I am new here and have had a read through much of the historic posts but cannot exactly find what I am looking for.
I am new to webscraping and have successfully scraped data from a handful of sites.
However I am having an issue with this code as I am trying to extract the titles of the products using beautiful soup but have an issue somewhere in the code as it is not returning the data? Any help would be appreciated:
from bs4 import BeautifulSoup
import requests
import pandas as pd
webpage = requests.get('https://groceries.asda.com/aisle/beer-wine-spirits/spirits/whisky/1215685911554-1215685911575-1215685911576')
sp = BeautifulSoup(webpage.content, 'html.parser')

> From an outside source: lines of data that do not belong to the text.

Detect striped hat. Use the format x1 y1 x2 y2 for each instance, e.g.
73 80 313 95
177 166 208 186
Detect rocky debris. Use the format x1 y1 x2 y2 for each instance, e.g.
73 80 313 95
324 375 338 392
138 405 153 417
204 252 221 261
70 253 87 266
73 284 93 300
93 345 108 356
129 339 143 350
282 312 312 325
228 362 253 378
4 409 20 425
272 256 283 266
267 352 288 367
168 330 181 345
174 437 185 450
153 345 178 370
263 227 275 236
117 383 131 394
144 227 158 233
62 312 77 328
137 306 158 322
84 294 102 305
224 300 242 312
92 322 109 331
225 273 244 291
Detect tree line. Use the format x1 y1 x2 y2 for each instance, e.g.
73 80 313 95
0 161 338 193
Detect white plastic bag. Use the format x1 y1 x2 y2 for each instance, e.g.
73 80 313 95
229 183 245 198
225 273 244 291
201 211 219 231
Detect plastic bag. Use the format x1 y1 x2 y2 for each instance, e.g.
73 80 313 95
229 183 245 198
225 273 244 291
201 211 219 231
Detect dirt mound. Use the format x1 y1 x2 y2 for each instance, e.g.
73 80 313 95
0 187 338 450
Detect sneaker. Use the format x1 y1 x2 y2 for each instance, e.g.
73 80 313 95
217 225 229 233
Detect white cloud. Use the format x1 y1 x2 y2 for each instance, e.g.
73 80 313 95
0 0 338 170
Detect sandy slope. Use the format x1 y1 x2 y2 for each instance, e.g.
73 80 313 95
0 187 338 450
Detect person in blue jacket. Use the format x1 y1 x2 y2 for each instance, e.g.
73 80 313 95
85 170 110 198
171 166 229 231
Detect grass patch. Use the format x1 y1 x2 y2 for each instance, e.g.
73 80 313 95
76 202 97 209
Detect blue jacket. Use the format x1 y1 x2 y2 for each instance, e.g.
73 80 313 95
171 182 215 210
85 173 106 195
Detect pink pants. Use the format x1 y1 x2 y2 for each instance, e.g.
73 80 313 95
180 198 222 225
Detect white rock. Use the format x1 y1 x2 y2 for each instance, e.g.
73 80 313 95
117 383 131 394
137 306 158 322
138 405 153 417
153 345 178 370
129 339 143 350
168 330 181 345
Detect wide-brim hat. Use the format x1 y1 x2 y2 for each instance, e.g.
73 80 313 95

title = sp.find_all('h3', class_='co-product__title')
print(title)
I assume my issue lies somewhere in the find_all function, however cannot quite work out how to resolve?
Regards Milan
CodePudding user response:
You could try to use this link, it seems to pull the information you desire:
from bs4 import BeautifulSoup
import requests
webpage = requests.get("https://groceries.asda.com/api/items/iconmetadata?request_origin=gi")
sp = BeautifulSoup(webpage.content, "html.parser")
print(sp)
Let me know if this helps.
Thanks,
-VikingOfValhalla
CodePudding user response:
Try this:
from bs4 import BeautifulSoup
import requests
import pandas as pd
webpage = requests.get('https://groceries.asda.com/aisle/beer-wine-spirits/spirits/whisky/1215685911554-1215685911575-1215685911576')
sp = BeautifulSoup(webpage.content, 'html.parser')
title = sp.find_all('h3', {'class':'co-product__title'})
print(title[0])
also i prefer
sp = BeautifulSoup(webpage.text, 'lxml')
Also note that this will return a list with all elements of that class. If you want just the first instance, use .find ie:
title = sp.find('h3', {'class':'co-product__title'})
Sorry to rain on this parade, but you wont be able to scrape this data with out a webdriver or You can call the api directly. You should research how to get post rendered js in python.